It’s not as rare as most sorcerers thought — they’ve all got their vices and habits to deal with the job and all the misery that comes with it. Death and grief coat their existence, so it’s only natural that they try to escape from what haunts them, the ghosts that grapple at their backs and the skeletons that claw out of their closets.
But Satoru never thought you’d be the one who’d turn to it — to losing yourself in the haze and numbness of a blunt or maybe a gummy. Something to take the edge off, that’s what you’d say with a quirk of your lips and he brushed it off. He’s never considered it — the whole drugs thing was never his thing. Satoru’s whole mind was hyperactive as it was, working at a million miles an hour, he didn’t need anything to stimulate that.

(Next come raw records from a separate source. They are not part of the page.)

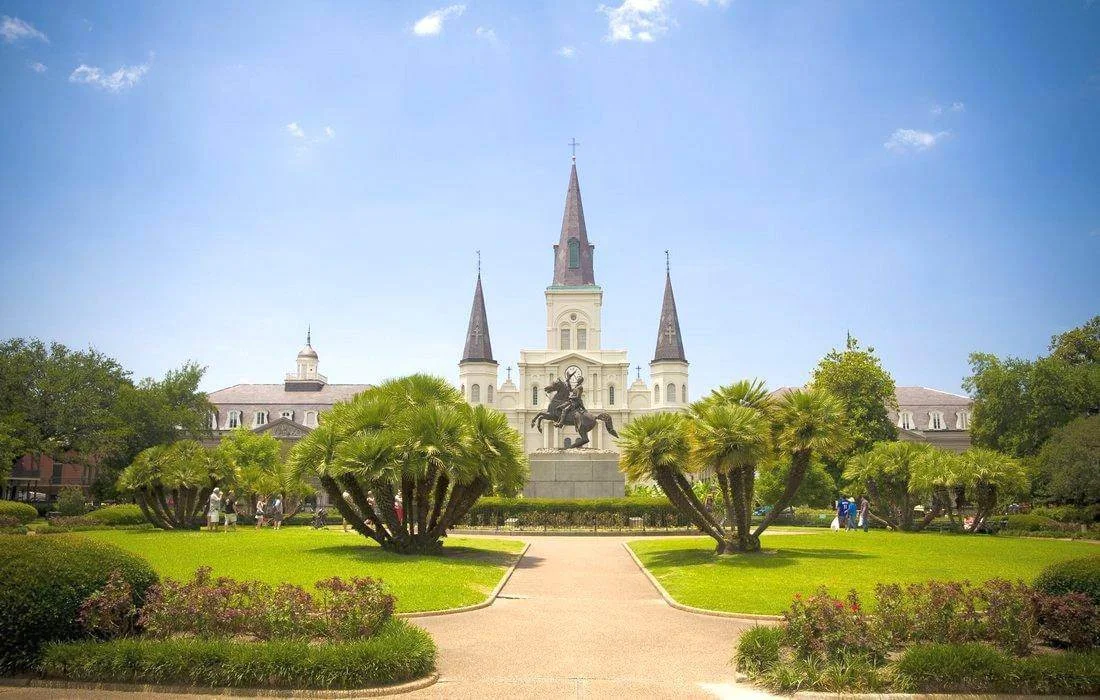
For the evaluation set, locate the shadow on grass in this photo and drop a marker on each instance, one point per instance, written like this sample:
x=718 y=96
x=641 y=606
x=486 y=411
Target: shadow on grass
x=448 y=555
x=766 y=559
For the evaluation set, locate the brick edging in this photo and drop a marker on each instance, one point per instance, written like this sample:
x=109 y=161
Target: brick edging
x=485 y=603
x=699 y=611
x=240 y=692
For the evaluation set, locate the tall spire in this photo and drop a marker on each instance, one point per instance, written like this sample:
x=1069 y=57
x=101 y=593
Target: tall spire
x=670 y=345
x=572 y=255
x=479 y=348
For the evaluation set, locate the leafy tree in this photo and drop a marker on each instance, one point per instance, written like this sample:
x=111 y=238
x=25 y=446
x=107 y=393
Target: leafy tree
x=414 y=437
x=817 y=489
x=1069 y=462
x=867 y=391
x=172 y=483
x=1020 y=403
x=991 y=477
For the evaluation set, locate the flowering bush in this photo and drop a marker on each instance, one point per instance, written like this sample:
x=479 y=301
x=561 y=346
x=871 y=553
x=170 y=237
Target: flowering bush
x=110 y=612
x=210 y=608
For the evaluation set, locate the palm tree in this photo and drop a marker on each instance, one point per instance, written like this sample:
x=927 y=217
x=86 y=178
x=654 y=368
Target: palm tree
x=805 y=423
x=416 y=439
x=991 y=474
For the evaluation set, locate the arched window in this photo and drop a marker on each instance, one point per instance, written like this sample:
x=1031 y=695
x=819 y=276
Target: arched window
x=905 y=420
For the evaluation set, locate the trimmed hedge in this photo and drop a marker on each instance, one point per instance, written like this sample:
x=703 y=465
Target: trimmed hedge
x=980 y=668
x=399 y=653
x=44 y=582
x=123 y=514
x=1075 y=576
x=23 y=513
x=492 y=511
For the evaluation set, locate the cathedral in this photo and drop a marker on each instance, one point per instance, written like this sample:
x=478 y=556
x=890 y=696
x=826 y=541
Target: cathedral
x=573 y=351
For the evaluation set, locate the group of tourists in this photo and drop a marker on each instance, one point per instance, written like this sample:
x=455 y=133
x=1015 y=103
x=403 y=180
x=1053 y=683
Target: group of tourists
x=851 y=515
x=222 y=509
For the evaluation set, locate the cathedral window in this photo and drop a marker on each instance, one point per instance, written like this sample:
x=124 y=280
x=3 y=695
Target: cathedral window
x=963 y=420
x=905 y=420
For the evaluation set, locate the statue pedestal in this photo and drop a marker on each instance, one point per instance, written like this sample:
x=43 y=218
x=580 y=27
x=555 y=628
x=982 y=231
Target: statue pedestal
x=576 y=473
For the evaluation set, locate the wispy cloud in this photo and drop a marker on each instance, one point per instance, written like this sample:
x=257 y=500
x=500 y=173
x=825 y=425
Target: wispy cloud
x=13 y=29
x=121 y=79
x=431 y=24
x=637 y=20
x=487 y=33
x=910 y=140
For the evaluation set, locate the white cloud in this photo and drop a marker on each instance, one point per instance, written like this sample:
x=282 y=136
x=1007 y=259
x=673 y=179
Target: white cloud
x=431 y=24
x=908 y=140
x=121 y=79
x=13 y=29
x=636 y=20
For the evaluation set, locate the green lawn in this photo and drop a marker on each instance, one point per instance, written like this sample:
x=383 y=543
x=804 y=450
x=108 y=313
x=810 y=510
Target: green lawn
x=465 y=573
x=800 y=562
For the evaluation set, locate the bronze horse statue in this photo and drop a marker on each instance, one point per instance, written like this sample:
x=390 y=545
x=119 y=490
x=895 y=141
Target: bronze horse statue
x=581 y=417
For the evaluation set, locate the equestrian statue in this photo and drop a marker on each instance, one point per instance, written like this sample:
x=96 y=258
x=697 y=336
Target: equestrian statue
x=567 y=407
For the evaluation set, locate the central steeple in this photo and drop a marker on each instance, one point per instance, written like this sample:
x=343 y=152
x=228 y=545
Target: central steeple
x=572 y=255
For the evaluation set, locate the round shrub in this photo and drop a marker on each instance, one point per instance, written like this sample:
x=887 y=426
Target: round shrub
x=45 y=580
x=1075 y=576
x=125 y=514
x=22 y=512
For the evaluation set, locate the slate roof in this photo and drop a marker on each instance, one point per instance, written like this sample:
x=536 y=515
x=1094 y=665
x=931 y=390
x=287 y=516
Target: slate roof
x=479 y=347
x=276 y=395
x=670 y=345
x=572 y=226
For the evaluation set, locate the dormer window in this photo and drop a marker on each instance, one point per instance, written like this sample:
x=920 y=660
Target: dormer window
x=905 y=420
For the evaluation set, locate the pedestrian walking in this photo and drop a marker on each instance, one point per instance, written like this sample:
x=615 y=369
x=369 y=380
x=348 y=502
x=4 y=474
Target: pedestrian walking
x=230 y=511
x=213 y=510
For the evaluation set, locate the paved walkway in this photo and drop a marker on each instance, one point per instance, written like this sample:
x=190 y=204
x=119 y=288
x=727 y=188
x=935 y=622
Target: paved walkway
x=579 y=620
x=576 y=620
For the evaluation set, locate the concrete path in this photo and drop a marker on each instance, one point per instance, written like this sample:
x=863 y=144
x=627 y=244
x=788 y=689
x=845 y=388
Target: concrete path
x=579 y=620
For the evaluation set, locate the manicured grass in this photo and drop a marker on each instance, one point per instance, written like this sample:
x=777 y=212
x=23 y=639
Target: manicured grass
x=766 y=582
x=465 y=573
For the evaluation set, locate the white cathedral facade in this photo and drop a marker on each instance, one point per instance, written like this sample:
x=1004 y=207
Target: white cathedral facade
x=574 y=348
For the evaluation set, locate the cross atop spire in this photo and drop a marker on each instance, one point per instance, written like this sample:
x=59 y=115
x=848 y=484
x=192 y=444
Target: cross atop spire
x=572 y=264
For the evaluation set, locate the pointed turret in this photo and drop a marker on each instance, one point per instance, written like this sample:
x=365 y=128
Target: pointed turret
x=572 y=255
x=479 y=348
x=670 y=345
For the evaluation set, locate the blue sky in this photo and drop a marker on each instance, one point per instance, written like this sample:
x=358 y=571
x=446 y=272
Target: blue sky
x=202 y=179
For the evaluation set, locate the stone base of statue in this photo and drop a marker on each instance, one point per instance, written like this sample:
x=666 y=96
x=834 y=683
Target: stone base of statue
x=574 y=473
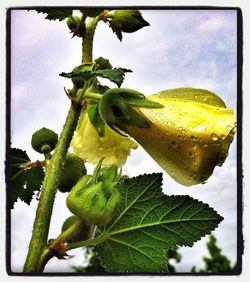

But then he’d noticed you’d been taking more and more. Zoned out a lot, quiet, withdrawn. It made him ache, to see you retreat to a blunt to escape your own head, to chain smoke or knock back drink after drink.
You weren’t doing well — nobody in this field was ever doing well but you were barely functioning and Satoru noticed. Of course he did. Satoru notices absolutely everything about you — he yearns from a distance, watches you when nobody else does, sees you dismantling your own mind.
It’s why he’s here, sat with you, your blunt half smoked and he’s just holding it in his fingers as you both sit out on your apartment balcony watching the stars. You’re a little fuzzy but you’re there, he can see that gleam of recognition in your eyes, the sharpness in your irises. He studies the joint burning away in his fingers, and his voice is low and soft as you watch the moon hung up high.
“When did it start?” Satoru murmurs as he changes a glance at you, watching your side profile. He doesn’t specify it but he sees the understand in your eyes. The spoken word — your addiction.